Program helps teach new skills—and saves dollars

With wintry weather upon us, thoughts of outdoor picnics mostly head for the back burner. That means it’s the perfect time for our maintenance team to focus on repairing and replacing the park’s hard-working outdoor grills. 

Okay, grills might not seem like the most earth-shattering topic. But in truth, there’s a surprising backstory to these stalwart park items. 

It turns out that outdoor grills like ours could help individuals get back on track after run-ins with the law. At a workshop in the Sonoma County town of Forestville, production and repair of grills, picnic tables, benches, fire rings, gates, and other items used at parks like China Camp, happen as part of the county’s Probation Industries program.

 “These products are currently made in conjunction with our work-release program,” explains Melissa Segura, Division Director for Sonoma County Probation Industries. “It’s a jail-alternative program for adult offenders that the courts have ordered to do work release rather than spend time in jail.” In turn, the products are sold at a reasonable price to Friends of China Camp and other organizations and people in the community.

 The goal is to teach life skills that can help individuals get back into society in healthy, productive ways. “We had a gentleman here a couple of weeks ago who had never used the table saw that we have in the workshop,” explains Director Segura. “The opportunity for him to use it meant he learned a skill. It gave him a real passion for something new, and he keeps asking to come back to learn more.”

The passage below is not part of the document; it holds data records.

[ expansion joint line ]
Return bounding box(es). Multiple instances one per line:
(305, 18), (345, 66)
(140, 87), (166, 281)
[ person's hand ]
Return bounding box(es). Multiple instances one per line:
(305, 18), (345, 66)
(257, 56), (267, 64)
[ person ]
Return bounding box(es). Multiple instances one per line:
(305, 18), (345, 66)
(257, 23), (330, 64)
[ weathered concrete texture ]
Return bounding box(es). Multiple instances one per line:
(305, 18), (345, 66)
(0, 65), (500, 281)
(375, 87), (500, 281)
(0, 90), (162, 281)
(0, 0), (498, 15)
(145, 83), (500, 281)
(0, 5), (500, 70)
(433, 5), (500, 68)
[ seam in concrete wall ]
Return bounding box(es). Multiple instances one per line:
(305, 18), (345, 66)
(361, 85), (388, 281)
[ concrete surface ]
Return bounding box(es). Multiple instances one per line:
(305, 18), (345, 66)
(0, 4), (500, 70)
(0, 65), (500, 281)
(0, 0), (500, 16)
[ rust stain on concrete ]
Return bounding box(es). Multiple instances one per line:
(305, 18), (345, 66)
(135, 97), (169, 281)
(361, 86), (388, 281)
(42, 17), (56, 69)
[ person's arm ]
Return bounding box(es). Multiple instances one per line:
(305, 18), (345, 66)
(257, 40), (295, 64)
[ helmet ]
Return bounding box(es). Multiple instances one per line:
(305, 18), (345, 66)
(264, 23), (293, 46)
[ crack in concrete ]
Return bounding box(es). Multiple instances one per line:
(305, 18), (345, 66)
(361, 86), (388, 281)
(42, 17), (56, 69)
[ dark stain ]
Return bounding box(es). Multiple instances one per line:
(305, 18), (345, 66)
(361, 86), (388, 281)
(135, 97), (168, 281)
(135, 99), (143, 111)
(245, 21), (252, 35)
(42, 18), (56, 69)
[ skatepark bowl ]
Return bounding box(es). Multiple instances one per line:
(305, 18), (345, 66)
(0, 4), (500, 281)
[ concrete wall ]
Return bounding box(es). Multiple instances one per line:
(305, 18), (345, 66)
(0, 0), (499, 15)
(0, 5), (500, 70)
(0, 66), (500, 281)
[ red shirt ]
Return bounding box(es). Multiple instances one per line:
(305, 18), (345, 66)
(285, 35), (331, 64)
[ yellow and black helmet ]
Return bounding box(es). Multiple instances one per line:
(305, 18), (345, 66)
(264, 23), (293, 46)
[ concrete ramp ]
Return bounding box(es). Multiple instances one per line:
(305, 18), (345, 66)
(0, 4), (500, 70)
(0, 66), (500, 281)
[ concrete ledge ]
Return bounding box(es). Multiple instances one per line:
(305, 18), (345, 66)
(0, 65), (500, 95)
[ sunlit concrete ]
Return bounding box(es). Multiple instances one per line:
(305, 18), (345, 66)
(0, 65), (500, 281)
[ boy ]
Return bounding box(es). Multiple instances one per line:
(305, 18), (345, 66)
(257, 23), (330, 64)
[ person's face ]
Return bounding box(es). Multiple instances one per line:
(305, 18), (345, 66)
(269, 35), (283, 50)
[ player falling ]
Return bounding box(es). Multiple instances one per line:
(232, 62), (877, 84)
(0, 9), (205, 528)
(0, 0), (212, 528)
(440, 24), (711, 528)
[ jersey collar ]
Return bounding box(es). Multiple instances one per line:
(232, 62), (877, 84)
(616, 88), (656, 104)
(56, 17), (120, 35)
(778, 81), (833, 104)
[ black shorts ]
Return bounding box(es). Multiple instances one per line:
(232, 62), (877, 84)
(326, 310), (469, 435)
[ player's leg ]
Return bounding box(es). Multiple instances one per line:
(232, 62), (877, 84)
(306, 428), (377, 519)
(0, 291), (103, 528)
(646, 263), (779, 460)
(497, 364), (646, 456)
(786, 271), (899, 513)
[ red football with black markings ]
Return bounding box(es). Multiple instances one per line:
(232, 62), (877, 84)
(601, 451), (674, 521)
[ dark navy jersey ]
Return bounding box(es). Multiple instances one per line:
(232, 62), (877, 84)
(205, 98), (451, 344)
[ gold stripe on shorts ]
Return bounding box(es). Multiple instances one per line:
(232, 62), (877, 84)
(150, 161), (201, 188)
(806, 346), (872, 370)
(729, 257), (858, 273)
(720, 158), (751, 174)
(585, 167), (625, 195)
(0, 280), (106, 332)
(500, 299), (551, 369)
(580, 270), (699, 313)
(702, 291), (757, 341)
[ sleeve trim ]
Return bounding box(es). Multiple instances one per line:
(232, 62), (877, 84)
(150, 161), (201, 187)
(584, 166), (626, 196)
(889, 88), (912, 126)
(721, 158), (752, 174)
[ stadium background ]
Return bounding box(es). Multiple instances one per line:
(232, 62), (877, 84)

 While offering new skills—and hopefully opportunities—for these adults is admirable, the program was historically aimed to bump up the skills of juvenile offenders. Until COVID hit in 2020, the Forestville facility was the site of the Probation Camp, a short-term correctional facility for males ages 15½ to 18. Director Segura, who heads up the facility, said that the impact on juveniles was profound. “When the youths got here they wouldn’t have many vocational skills,” she explains. “So to see them at the camp, learning things—getting exposure to skills they wouldn’t normally have exposure to—it was very exciting.”

 And the positive impacts were tangible, says Director Segura. “On day one here,” she adds, “juveniles would be learning about machinery they had never seen, let alone used. Later, on a family day at Probation Camp, we’d see these same young men showing their family members what the machines do. That kind of transformation was really amazing.” 

Declining populations of teens in Sonoma’s Juvenile Justice system have kept the Forestville Camp unoccupied, though the onsite workshop is still in use for training adult crews. And right now, those crew members might be repairing one of China Camp’s grills, and learning a marketable skill. 

 The program gets a thumbs up from Friends of China Camp Executive Director Martin Lowenstein. “The program teaches skills, and we are able to procure good quality park amenities at a reasonable cost. That means dollars from donations can go even further towards maintaining the park,” he explains. “It’s a win-win.”